Already this month Japan’s darling Asada Mao took the national title to warm up for the world championship in March. There, she may square off against her archrival — South Korea’s Kim Yu-na — for the first time since 2010.
Mao had to come from behind on the final day of this year’s national championship to overtake Akiko Suzuki in points and win her sixth title.
"I'm a little disappointed because it wasn't my best performance," said Mao. "But this has motivated me to go a level higher in my next competition."
And that is likely to come from South Korea’s Kim. “Queen Yuna,” as admirers sometimes call her, produced what was perhaps the best performance in women’s figure skating history at the 2010 Winter Olympics in Vancouver.
In Korea, fans attributed her second place finish to Mao at the world championship a few weeks later to a hangover from the Olympics. Soon after, Kim decided to take a break from the pressures of competition, partly to support the Korean city of Pyeongchang win its bid to host the 2018 Winter Olympics. The city had lost three previous bids.
At the time, many feared Kim would never return to the world of competitive ice skating but earlier this month she competed for the first time in almost two years.
Kim staged her comeback at a small tournament in Germany, which she won, of course, looking very impressive and posting the season’s highest point total.

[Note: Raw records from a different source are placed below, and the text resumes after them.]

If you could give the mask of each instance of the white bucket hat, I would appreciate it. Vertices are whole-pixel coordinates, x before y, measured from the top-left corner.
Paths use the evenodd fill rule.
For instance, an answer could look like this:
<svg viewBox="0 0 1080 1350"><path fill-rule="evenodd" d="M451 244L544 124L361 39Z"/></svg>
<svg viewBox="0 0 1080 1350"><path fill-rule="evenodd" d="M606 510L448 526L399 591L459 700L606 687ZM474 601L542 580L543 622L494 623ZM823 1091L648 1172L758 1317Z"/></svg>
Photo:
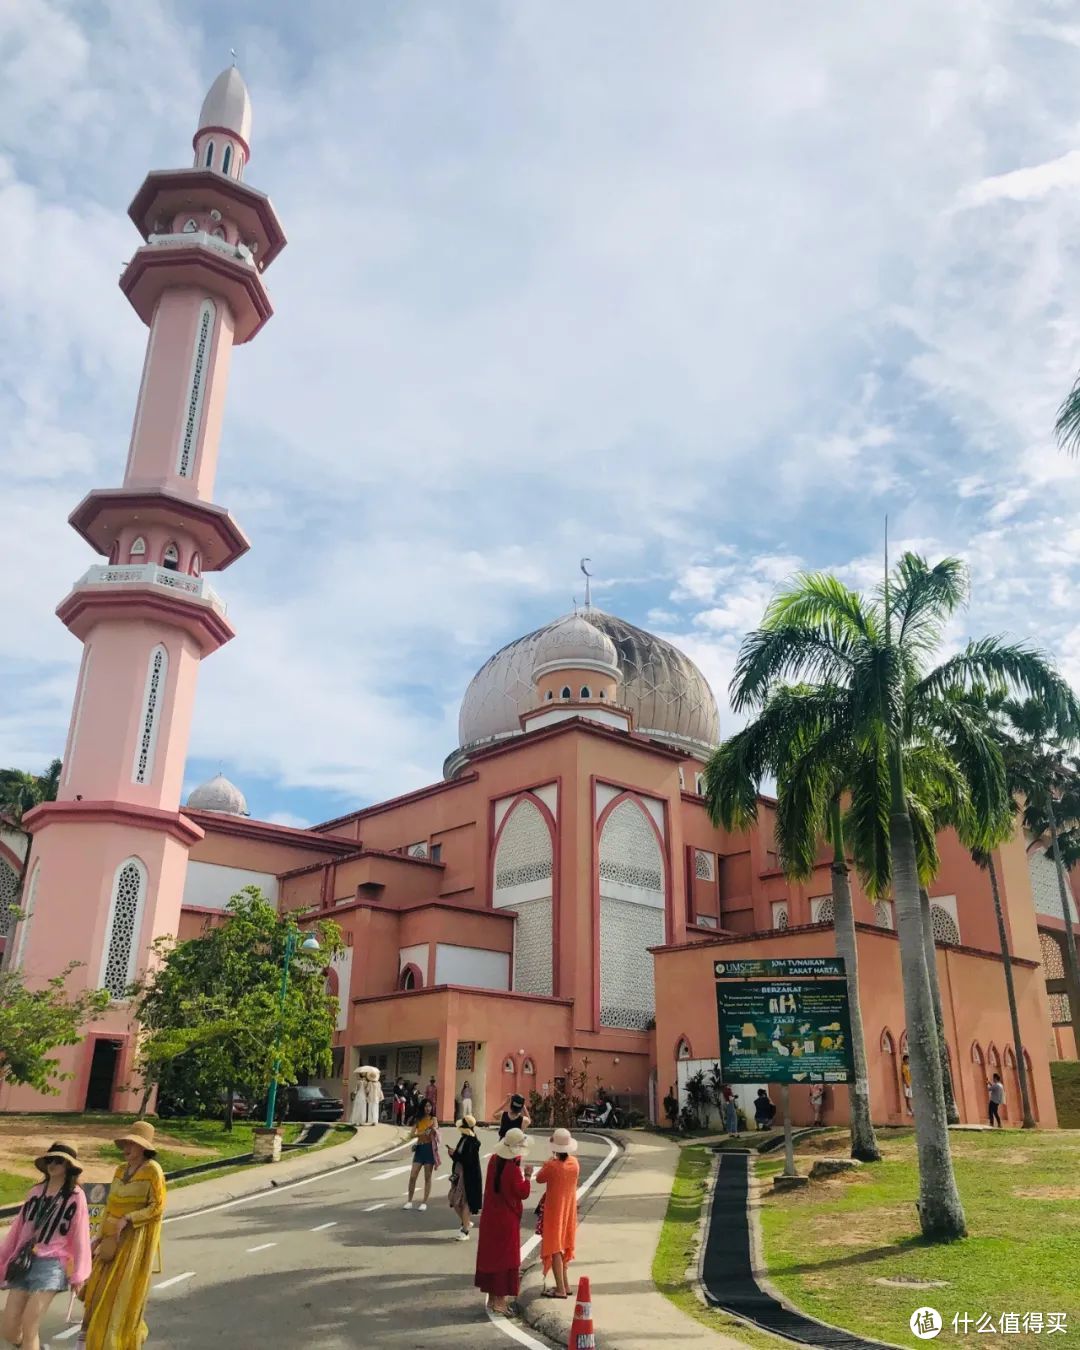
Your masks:
<svg viewBox="0 0 1080 1350"><path fill-rule="evenodd" d="M496 1158L521 1158L528 1153L531 1143L524 1130L507 1130L491 1151Z"/></svg>
<svg viewBox="0 0 1080 1350"><path fill-rule="evenodd" d="M576 1153L577 1150L577 1140L569 1130L565 1130L560 1126L551 1136L552 1153Z"/></svg>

"At the beginning of the program my spins were going well, but I made one mistake," Kim said after the tournament. "Afterward I felt shaky but I persevered to the end. I was actually surprised at the score I received. That was unexpected. I think I did my best, the best I could, even though I don't feel I've shown all I can do. But overall I'm satisfied."
Naturally, Kim was asked about her rival. “If we do end up in the same competition, I think we will each just focus on our own choreography and skating," Kim said
Kim has said she will retire for good after the 2014 Winter Olympics in Sochi. Before then she has promised to participate in the big events of 2013, presumably including the Korean national and world championships.

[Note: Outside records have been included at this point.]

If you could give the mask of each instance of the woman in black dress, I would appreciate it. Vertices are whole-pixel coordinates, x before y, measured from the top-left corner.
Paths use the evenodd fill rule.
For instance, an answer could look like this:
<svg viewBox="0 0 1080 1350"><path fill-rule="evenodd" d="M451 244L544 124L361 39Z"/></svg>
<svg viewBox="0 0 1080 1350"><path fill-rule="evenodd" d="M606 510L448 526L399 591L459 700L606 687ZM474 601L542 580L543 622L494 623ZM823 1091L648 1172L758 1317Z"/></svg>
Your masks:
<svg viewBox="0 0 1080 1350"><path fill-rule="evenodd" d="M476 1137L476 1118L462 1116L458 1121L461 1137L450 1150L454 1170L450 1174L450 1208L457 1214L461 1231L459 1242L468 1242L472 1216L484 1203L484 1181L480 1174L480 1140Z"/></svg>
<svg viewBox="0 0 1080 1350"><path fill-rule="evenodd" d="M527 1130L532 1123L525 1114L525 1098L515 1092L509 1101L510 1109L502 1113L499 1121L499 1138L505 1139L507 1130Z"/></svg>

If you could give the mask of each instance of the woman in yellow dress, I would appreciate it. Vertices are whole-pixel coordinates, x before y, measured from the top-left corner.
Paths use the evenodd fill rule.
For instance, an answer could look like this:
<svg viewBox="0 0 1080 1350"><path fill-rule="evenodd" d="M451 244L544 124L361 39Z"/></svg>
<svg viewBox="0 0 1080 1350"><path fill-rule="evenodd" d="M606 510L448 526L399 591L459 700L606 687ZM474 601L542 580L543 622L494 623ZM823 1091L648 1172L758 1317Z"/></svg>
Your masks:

There are question marks over both skaters, especially Kim. Is she as hungry as before? Can Kim produce a series of consistently good performances over the next 12 months or so? Basically, can she be as good as before? If she can recreate Vancouver, it is highly unlikely that Kim will be beaten. But that is a big “if.”
There is also a danger that with all the focus on the East Asian pair, another rival– such as current world champion Carolina Kostner— could surprise everyone to take the world championship again. The Italian has never beaten Kim.
One thing is for sure: 2013 is going to be an exciting years and sooner or later, two greats of the rink will meet again.